Por más intento que hagamos en jugar a ser apáticos con la tele, y la miremos de reojo, en realidad con ella tenemos la relación que se tiene con un viejo amor, intentamos no acercarnos demasiado por si nos enamora de nuevo. La tele era parte de nuestra vida, la compenetración con la televisión era total y absoluta

Pero esa fascinación no era sólo nuestra, para nuestros viejos la tele también era la novedad que les había revolucionado la vida, como ahora los memes de Gaturro en Facebook. Por eso no había filtro. En mi casa había mínimos, creo que lo único que no nos dejaron ver fue “La Marca del Deseo” con Gerardo Romano, que trataba sobre un hombre que tenía relaciones sexuales, explícitas, muy explícitas, con un harén de mujeres a las que después tatuaba contra su voluntad. Digamos, mínimos recaudos. Pero después, vimos todo. Tango Feroz a los seis años, El Exorcista a los cuatro. Y básicamente porque los que querían ver la tele eran ellos, y dejarnos ver a nosotras lo mismo era la única manera de que no los jodiéramos.

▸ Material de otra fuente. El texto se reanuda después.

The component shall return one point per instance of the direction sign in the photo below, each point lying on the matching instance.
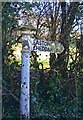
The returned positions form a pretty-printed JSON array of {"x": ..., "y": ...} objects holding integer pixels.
[
  {"x": 30, "y": 44},
  {"x": 43, "y": 45}
]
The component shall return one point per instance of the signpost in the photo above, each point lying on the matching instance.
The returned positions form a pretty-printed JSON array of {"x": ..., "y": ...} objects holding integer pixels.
[{"x": 29, "y": 45}]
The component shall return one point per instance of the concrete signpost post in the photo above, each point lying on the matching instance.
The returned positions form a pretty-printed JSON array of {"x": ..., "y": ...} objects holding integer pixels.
[{"x": 29, "y": 45}]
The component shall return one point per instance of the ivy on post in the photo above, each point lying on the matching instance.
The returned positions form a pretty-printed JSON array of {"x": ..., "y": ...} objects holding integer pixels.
[{"x": 25, "y": 80}]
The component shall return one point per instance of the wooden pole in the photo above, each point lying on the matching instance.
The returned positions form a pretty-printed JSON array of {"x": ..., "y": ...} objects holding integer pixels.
[{"x": 25, "y": 85}]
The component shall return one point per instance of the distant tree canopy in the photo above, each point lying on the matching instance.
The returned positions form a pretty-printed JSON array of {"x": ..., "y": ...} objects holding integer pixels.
[{"x": 58, "y": 21}]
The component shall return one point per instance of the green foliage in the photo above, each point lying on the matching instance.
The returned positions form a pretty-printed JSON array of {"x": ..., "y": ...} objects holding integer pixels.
[{"x": 56, "y": 92}]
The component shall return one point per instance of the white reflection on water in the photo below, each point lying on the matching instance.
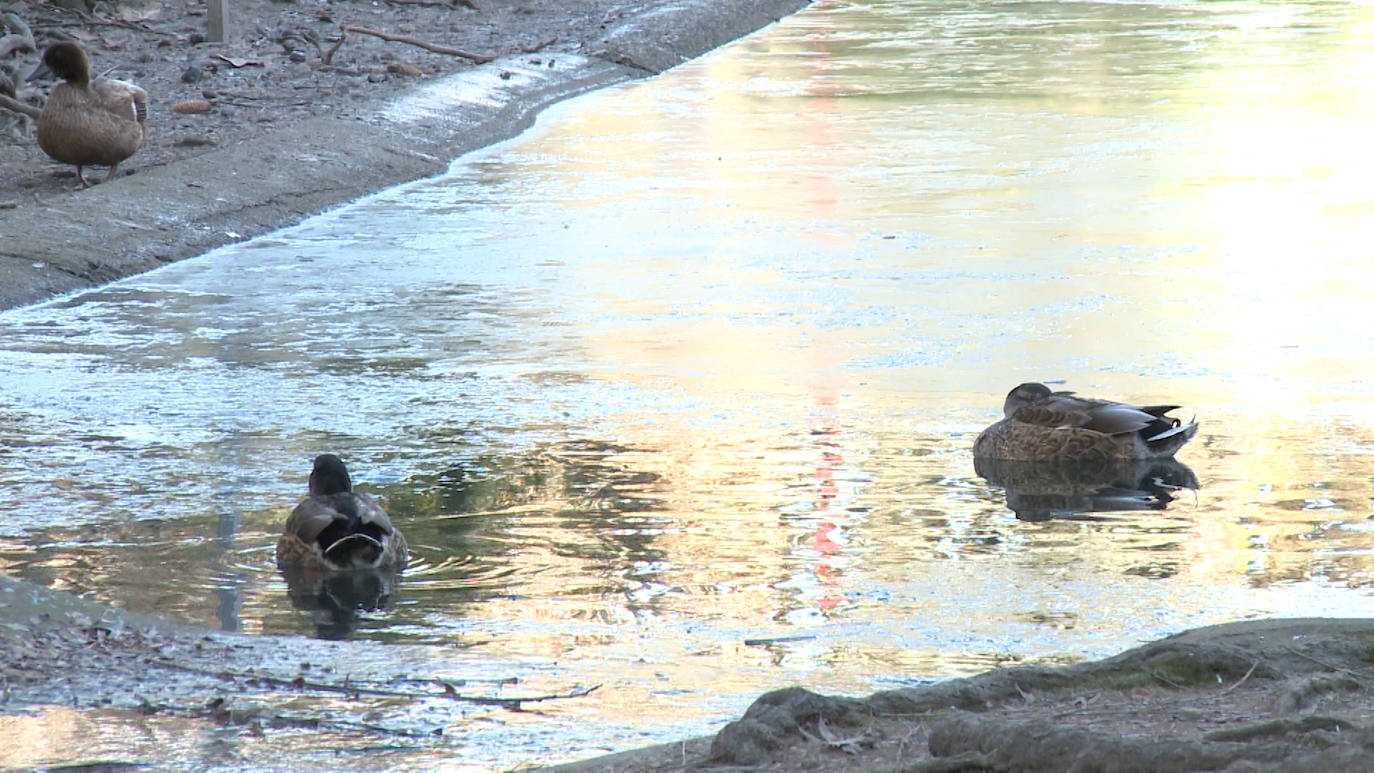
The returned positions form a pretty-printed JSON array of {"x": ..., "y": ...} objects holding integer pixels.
[{"x": 701, "y": 360}]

Había algunos padres que simulaban ciertos límites y por eso hay todo un sector generacional que se jacta desde el progresismo de que “no los dejaban ver chiquititas”. No saben lo que se perdieron. Pero lo curioso, es que el límite, si había, siempre lo ponían sobre lo que queríamos ver nosotros. Evidentemente consideraban que era más peligroso para nuestra psiquis, ver Cebollitas a cenar todas las noches viendo cómo aplaudían a Dromi gritando que “nada de lo que deba ser estatal, permanecerá en manos del Estado”en Nuevediario. No, el problema para ellos eran las secuelas que nos podía dejar el “bolú” del Colo de Cebollitas.